Sebbene si discuta da molti anni di una possibile acquisizione da parte di un grande gruppo internazionale della moda, Salvatore Ferragamo nella seduta di ieri chiude in vetta al Ftse mib con un +8,17%.

La nota azienda di alta moda ha come core-business lo sviluppo e la vendita di scarpe di altissima fascia e potrebbe essere oggetto di acquisizione con offerte molto allettanti, al fine di convincere gli attuali azionisti a cedere la società.

Negli ultimi anni il titolo ha sofferto di utili in calo a causa di un rallentamento dei mercati di riferimento, ma certamente il valore medio registrato intorno ai 16/17€ non è giustificato da fondamentali robusti e dalle prospettive di fair value maggiori, intorno ai €21.

Infatti a partire dal 2016 l'azienda riporta utili tendenzialmente in calo dai 200 milioni circa ai 120 mln del 2017fino ad arrivare ai circa 90 milioni degli ultimi due anni.
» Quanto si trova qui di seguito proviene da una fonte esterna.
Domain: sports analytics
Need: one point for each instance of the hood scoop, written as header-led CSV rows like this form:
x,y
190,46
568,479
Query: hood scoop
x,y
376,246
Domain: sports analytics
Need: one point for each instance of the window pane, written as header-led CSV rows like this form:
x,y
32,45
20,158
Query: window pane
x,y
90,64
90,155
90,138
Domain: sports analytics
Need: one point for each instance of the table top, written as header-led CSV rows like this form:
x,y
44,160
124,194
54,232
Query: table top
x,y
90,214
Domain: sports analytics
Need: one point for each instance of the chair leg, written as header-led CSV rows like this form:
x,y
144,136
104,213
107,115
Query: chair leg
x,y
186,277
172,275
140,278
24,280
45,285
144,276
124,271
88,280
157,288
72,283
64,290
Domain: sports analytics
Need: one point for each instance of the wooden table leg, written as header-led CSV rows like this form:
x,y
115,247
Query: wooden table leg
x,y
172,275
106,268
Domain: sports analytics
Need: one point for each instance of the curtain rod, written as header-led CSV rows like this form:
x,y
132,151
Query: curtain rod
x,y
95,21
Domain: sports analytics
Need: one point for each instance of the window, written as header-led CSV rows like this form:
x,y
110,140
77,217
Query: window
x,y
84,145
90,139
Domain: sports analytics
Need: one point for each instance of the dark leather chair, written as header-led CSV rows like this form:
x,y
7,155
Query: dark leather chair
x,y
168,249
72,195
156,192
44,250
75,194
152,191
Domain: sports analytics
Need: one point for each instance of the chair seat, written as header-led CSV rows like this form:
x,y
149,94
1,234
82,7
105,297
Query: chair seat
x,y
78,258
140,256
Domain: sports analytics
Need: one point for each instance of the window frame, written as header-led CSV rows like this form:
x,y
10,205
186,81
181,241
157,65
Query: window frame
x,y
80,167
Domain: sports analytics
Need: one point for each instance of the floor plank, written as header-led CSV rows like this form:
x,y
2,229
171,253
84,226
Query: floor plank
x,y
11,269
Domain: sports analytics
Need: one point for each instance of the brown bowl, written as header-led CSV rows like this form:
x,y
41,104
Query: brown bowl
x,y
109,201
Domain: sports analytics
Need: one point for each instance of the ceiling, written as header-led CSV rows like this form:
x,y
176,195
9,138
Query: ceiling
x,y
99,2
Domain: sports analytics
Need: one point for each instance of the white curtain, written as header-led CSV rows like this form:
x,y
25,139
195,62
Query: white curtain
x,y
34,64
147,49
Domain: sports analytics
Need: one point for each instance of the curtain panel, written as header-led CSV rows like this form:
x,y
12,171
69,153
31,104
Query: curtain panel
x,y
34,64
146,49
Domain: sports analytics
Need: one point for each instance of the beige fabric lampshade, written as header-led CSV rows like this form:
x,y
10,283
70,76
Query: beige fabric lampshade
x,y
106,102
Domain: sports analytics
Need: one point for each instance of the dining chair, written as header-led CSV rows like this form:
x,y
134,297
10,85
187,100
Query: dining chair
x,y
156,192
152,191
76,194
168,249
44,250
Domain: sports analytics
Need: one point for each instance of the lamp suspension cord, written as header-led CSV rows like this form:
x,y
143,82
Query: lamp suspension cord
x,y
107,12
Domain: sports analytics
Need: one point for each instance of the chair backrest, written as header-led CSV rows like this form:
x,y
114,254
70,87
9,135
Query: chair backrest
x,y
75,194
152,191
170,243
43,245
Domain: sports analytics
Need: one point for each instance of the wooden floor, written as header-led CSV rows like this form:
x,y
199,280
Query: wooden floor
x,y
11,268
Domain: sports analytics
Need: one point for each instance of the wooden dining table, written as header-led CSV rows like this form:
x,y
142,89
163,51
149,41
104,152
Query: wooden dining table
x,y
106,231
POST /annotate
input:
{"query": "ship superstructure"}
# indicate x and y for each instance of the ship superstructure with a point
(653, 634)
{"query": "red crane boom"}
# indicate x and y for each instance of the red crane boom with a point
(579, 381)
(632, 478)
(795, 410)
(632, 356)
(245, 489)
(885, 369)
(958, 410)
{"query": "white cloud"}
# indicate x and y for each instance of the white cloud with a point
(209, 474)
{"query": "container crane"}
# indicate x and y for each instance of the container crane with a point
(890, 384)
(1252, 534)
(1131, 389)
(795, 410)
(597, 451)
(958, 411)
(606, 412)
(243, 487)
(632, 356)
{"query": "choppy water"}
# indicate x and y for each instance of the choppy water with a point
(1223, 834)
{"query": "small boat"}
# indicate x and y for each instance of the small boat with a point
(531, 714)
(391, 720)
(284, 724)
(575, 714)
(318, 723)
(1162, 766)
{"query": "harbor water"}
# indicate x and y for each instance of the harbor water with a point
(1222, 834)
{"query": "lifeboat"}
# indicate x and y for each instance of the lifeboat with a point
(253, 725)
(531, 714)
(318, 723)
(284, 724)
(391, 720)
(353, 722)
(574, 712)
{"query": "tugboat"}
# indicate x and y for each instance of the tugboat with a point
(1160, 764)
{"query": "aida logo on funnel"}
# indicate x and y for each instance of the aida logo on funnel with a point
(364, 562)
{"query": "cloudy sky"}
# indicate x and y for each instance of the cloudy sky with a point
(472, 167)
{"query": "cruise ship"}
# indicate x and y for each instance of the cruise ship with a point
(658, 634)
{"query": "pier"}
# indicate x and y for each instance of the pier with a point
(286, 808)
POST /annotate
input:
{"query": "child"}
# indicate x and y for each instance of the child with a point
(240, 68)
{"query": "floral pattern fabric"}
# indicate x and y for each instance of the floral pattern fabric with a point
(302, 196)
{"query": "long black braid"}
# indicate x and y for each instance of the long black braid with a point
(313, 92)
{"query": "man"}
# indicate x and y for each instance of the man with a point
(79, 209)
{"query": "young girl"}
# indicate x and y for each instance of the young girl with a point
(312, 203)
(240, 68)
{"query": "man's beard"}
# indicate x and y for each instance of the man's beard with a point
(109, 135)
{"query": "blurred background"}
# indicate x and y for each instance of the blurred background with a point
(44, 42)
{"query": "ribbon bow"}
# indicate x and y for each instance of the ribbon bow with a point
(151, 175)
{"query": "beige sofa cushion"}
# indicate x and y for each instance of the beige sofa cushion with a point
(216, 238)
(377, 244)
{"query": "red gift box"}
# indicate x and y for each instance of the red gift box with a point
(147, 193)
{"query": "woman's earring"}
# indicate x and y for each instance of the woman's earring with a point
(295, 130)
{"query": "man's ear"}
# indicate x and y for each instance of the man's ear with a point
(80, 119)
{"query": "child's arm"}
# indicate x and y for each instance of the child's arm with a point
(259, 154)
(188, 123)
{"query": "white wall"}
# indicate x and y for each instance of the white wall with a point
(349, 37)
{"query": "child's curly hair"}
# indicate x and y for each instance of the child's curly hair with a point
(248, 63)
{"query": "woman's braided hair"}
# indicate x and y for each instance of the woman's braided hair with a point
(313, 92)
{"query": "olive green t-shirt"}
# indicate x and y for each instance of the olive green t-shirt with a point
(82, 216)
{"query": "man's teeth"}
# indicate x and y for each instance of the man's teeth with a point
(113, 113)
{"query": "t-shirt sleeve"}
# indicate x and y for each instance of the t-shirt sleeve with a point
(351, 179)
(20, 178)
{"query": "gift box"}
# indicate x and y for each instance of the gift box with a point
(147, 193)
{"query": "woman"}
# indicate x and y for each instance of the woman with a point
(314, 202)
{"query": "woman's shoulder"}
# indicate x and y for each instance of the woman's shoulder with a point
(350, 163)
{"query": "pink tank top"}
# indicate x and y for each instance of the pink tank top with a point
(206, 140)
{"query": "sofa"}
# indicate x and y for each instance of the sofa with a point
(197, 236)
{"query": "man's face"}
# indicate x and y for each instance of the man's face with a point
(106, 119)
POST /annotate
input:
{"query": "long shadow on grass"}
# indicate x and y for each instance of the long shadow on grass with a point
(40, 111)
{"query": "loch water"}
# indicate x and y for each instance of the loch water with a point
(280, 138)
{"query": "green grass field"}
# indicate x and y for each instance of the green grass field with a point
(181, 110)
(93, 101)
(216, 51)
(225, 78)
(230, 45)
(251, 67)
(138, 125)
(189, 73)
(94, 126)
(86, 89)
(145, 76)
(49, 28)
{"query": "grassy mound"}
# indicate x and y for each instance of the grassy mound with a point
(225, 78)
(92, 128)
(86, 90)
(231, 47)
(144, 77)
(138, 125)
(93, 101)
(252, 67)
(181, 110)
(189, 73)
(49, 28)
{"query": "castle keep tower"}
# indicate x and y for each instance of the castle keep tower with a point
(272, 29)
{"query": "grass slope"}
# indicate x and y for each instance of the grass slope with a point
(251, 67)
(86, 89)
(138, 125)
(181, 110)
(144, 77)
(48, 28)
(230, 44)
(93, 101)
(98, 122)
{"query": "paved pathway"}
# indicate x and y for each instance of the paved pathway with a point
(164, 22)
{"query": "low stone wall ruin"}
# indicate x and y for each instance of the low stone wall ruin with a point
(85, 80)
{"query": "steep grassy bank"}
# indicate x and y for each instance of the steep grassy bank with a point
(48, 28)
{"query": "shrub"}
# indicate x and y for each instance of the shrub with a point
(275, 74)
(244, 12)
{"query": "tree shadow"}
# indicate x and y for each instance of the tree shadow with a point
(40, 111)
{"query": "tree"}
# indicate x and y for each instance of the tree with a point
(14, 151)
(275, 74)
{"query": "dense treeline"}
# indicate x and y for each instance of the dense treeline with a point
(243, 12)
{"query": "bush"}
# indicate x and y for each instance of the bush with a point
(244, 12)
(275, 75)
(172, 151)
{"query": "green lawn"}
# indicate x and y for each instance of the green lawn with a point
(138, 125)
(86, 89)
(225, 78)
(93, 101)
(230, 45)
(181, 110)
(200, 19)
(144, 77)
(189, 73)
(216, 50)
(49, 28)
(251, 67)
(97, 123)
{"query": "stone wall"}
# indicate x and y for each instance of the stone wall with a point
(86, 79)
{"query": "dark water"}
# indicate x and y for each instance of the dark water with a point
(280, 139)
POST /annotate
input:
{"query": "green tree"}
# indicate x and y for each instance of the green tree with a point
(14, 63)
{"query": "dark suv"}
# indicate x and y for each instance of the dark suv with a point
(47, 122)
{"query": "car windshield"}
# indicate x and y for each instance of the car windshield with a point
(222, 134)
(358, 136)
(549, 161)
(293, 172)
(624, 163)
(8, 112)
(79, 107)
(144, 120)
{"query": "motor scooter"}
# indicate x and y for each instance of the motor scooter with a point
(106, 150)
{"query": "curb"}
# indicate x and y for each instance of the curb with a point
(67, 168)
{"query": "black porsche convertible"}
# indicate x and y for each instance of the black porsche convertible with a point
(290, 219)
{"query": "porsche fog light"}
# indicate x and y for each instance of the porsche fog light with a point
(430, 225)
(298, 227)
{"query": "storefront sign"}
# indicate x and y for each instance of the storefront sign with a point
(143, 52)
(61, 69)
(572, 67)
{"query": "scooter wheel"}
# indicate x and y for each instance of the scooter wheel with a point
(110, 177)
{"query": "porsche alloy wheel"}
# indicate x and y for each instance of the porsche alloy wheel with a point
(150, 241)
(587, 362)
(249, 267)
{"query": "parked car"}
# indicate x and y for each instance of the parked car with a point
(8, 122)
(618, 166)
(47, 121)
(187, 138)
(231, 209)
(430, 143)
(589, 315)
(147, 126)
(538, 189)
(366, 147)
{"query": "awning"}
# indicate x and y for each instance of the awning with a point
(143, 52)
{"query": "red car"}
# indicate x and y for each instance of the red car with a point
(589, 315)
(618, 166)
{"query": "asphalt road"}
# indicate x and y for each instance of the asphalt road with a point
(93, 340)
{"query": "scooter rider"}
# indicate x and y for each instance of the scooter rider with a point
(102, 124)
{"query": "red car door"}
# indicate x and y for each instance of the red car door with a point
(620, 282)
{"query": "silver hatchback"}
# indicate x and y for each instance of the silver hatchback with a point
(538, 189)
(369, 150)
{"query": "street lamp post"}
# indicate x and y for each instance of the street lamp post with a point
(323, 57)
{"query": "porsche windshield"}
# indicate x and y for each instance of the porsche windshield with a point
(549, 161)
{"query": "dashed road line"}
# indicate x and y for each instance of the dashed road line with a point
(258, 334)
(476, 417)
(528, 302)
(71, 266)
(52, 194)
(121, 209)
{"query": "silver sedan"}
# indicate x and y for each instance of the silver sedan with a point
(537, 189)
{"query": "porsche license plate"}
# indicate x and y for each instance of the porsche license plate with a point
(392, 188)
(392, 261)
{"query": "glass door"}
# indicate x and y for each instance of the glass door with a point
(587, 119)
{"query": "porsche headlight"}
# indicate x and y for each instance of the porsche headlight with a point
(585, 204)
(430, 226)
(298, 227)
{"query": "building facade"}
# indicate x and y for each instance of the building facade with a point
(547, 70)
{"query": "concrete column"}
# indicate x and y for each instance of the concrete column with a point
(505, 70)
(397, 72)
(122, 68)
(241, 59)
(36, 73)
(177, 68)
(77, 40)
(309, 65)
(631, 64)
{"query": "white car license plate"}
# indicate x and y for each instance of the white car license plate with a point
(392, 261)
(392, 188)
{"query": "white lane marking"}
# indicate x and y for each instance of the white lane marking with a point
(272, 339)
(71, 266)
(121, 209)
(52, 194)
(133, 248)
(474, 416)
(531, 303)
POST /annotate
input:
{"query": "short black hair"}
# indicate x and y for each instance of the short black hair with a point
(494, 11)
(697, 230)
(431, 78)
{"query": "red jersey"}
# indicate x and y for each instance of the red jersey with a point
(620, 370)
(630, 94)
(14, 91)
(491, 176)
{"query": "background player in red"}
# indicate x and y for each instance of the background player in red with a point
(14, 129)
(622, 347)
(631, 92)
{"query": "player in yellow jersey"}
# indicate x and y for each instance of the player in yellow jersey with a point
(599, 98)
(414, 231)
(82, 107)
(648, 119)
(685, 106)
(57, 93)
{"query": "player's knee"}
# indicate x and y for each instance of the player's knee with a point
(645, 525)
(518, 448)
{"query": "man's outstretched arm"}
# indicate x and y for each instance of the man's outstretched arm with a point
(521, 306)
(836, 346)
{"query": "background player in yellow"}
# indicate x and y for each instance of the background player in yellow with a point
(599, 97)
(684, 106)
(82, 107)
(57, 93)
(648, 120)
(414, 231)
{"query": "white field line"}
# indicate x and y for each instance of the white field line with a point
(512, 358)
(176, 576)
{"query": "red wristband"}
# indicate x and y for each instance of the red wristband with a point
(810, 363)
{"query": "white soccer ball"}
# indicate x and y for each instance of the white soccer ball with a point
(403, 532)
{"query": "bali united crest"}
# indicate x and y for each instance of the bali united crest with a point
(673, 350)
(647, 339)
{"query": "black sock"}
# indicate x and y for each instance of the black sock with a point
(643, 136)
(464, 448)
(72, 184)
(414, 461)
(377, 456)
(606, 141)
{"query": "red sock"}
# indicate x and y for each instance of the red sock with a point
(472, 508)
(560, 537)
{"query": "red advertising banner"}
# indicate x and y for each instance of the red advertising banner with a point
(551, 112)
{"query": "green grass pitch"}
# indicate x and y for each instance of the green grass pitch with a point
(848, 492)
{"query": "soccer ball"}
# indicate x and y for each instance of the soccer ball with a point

Occorre sottolineare però che negli anni considerati la posizione finanziaria netta è andata progressivamente migliorando, con un cash positivo che supera i 170€ milioni.

A riprova del buono stato di salute il prezzo che un potenziale investitore offrirebbe per strappare la nota marca di scarpe ai proprietari attuali si aggira intorno ai 24/25€, con un'upside potenziale di oltre il 30%.

Dunque la ripresa verificatosi a partire dalla fine di ottobre può riservare ancora sorprese molto positive, quantomeno i prezzi potrebbero sfidare rapidamente le resistenze poste lungo la fascia compresa tra i 21 e €22.